Polyethylene (PE) is the most consumed plastic polymer in the world with
an annual consumption rate exceeding 25 million tons per year.
Due to its high durability polyethylene accumulates in the environment at an alarming rate. The drastic accumulation of polyethylene brought attention to the need for developing microbial methods that will efficiently biodegrade plastics.

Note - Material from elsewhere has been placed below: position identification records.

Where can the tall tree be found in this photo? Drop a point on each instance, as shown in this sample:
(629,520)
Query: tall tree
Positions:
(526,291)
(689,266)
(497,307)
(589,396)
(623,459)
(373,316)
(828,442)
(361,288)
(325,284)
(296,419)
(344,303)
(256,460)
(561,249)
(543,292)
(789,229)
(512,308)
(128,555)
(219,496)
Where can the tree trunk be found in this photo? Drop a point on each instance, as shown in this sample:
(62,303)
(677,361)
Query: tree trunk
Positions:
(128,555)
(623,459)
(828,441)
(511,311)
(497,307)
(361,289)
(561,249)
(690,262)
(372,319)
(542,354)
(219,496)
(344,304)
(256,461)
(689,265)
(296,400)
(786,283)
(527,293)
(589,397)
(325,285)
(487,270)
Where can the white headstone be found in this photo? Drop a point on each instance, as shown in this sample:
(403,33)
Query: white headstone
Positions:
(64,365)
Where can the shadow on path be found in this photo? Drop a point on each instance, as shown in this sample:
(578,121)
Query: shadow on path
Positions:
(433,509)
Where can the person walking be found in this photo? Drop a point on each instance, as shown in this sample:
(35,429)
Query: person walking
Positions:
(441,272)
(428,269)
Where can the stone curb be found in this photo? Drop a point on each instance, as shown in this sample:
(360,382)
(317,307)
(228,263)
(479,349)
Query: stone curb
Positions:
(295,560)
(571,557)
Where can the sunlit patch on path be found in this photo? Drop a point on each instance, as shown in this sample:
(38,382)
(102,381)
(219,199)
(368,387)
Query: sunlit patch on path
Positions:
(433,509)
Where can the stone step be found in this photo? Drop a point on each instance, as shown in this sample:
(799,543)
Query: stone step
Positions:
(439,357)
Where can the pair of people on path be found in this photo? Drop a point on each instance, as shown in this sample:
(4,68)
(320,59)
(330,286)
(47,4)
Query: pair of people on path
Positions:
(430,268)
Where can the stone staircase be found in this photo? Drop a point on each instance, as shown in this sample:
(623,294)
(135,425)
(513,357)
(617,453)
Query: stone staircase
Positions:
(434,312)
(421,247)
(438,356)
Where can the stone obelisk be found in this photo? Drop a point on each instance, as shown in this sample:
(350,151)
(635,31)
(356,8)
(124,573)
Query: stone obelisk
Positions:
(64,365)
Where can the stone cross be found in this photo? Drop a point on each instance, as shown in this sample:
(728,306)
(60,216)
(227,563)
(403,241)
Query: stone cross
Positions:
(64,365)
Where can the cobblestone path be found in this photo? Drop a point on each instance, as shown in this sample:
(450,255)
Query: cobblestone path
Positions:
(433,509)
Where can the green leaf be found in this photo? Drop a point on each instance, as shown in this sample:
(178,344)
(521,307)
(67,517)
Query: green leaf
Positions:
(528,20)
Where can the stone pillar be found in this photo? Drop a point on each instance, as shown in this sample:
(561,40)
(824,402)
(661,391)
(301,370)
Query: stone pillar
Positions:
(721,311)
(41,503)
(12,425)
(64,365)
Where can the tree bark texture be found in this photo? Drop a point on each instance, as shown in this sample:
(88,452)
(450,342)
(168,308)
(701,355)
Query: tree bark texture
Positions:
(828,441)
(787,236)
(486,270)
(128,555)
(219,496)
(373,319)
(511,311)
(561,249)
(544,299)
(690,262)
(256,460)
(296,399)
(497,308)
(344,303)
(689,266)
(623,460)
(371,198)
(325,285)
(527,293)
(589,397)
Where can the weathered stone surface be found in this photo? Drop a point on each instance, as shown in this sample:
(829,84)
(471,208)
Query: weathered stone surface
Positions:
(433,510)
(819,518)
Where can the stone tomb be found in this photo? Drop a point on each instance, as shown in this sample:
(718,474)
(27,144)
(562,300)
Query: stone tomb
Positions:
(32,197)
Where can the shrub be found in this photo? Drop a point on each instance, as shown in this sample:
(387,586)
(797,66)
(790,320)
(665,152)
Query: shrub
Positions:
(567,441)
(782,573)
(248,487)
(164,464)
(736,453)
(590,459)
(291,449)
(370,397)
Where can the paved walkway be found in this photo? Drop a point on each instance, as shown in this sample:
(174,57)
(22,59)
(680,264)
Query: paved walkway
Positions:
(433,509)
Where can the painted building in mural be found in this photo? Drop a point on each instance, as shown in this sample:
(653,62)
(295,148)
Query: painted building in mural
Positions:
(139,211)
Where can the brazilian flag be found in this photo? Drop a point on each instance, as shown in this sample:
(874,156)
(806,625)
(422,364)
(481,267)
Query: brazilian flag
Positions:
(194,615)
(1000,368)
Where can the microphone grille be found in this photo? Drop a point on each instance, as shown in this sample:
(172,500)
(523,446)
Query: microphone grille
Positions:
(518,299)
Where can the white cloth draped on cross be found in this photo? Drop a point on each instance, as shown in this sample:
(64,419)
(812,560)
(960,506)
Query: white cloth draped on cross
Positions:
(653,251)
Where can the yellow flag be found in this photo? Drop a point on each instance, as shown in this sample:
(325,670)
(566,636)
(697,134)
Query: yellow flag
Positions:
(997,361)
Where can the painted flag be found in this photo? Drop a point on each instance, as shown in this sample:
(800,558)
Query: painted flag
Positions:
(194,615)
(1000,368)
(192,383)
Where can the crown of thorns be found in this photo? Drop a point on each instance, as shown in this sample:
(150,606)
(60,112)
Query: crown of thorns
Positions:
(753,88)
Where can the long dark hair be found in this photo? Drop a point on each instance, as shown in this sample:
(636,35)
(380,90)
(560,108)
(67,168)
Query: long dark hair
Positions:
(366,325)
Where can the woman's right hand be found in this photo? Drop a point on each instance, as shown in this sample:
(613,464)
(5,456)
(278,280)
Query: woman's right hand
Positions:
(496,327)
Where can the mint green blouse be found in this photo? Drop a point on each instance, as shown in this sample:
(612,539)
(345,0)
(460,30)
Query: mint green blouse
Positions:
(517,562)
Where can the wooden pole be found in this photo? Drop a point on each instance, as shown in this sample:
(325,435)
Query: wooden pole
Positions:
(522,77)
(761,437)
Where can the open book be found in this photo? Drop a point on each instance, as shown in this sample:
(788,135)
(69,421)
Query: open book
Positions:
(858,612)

This study focused on induction and optimization of the activity of bacterial laccase enzyme produced by several polyethylene degrading bacteria. Characterization of the growth of two of the bacterial strains (designated 712 and 707) revealed that they are thermophilic (optimal growth temperature of 45°C and 40°C, respectively) and neutrophils. Further evidence showed that both strains produce extra-cellular laccase enzymes that exhibited an optimal activity at 80ºC. Several organic molecules (xylan, ABTS [2,2'-azino-bis(3-ethylbenzthiazoline-6-sulfonic acid)] and copper) were evaluated as inducers for laccase production. Optimal treatments for laccase induction were also examined by PE biodegradation processes.
All laccase activity assays included the use of 2,6-DiMethoxyPhenol (DMP) as an indicator for laccase activity and were measured at 490nm. The induction analyses were conducted at 330nm wavelength in which maximal absorbance is received by the type III copper in laccase's catalytic site.
This study explored new ways to improve plastic biodegradation and found that biodegradation activity attributed to bacterial laccase may be enhanced in the presence of xylan and/or Cu2+. Further research is required in order to establish an efficient method for biodegradation of polyethylene.